Die Resolution gilt als wichtiger Meilenstein in der Entwicklung des Dossiers. Erstmals enthält eine Resolution des Sicherheitsrats keinen Verweis auf ein Referendum mit Unabhängigkeitsoption und konzentriert sich stattdessen auf einen politischen Prozess auf Grundlage realistischer, pragmatischer und dauerhaft tragfähiger Lösungen. Zugleich würdigt die Resolution die Dynamik, die der marokkanische Autonomieplan in den vergangenen Jahren gewonnen hat. Der Sicherheitsrat bekräftigt darin seine Unterstützung für eine politische Lösung unter Führung der Vereinten Nationen und ruft alle Beteiligten dazu auf, den Verhandlungsprozess fortzusetzen.

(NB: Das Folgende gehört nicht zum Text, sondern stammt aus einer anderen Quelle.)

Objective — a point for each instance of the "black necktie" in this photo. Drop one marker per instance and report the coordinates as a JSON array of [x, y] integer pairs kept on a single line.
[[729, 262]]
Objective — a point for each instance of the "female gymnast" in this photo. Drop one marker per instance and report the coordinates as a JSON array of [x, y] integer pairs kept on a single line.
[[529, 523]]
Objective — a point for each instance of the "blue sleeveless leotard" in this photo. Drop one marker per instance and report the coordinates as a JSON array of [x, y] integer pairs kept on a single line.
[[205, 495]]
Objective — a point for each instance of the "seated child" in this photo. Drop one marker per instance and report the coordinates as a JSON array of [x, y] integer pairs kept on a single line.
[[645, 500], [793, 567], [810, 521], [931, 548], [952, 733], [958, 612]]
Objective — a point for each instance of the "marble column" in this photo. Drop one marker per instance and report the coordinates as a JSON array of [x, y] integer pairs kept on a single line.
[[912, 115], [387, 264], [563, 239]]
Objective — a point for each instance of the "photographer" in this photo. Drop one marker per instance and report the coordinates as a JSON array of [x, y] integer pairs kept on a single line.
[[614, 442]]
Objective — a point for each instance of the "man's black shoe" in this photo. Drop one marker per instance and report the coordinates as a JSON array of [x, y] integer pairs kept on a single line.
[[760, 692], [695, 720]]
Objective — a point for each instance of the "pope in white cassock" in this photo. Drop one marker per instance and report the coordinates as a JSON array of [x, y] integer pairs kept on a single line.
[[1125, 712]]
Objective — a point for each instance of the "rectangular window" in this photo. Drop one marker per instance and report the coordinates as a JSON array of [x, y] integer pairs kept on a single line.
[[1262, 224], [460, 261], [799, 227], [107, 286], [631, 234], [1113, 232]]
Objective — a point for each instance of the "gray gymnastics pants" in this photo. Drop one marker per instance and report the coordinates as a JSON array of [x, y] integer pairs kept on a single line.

Die besondere Bedeutung der Resolution 2797 erklärt sich auch durch die Rolle der Vereinigten Staaten. Bereits im Dezember 2020 erkannten die USA die marokkanische Souveränität über die Sahara an. Diese Entscheidung wurde bislang von keiner nachfolgenden US-Regierung zurückgenommen und bleibt ein wichtiger Bezugspunkt der amerikanischen Politik in dieser Frage.
Als traditioneller Federführer des Westsahara-Dossiers im Sicherheitsrat waren die Vereinigten Staaten auch maßgeblich an der Ausarbeitung der Resolution 2797 beteiligt. Für viele Beobachter unterstreicht dies die Kontinuität des amerikanischen Engagements in diesem Konflikt.
Neue Dynamik am Rande des Oslo-Forums
Dass die diplomatischen Bemühungen weiter an Intensität gewinnen, zeigte sich auch am Rande des Oslo-Forums in Norwegen. Dort führte UN-Sondergesandter Staffan de Mistura Gespräche mit zahlreichen internationalen Akteuren, darunter Massad Boulos, Berater des US-Präsidenten für afrikanische und arabische Angelegenheiten.
Die Konsultationen verdeutlichen die Bemühungen, den politischen Prozess vor den nächsten Beratungen des Sicherheitsrats weiter voranzubringen. Ziel bleibt es, die beteiligten Parteien wieder an den Verhandlungstisch zu bringen und eine politische Lösung im Rahmen der Vereinten Nationen zu fördern.
Hintergrund: Worum geht es im Sahara-Konflikt?
Nach dem Rückzug Spaniens aus der ehemaligen Spanisch-Sahara im Jahr 1975 entstand ein Konflikt zwischen Marokko und der Polisario-Front. Während Marokko die Sahara als integralen Bestandteil seines Staatsgebiets betrachtet, fordert die Polisario die Selbstbestimmung der sahrauischen Bevölkerung.
Seit dem Waffenstillstand von 1991 überwacht die UN-Mission MINURSO die Lage. In den vergangenen Jahren hat sich die internationale Debatte zunehmend auf den marokkanischen Autonomieplan konzentriert, der den südlichen Provinzen weitreichende Selbstverwaltungsrechte innerhalb der marokkanischen Souveränität einräumen würde.
Die Entwicklungen in Genf, die Resolution 2797 und die fortgesetzten diplomatischen Initiativen zeigen, dass sich der Schwerpunkt der internationalen Bemühungen auf eine politische Lösung konzentriert, die auf Realismus, Kompromissbereitschaft und langfristiger Stabilität basiert.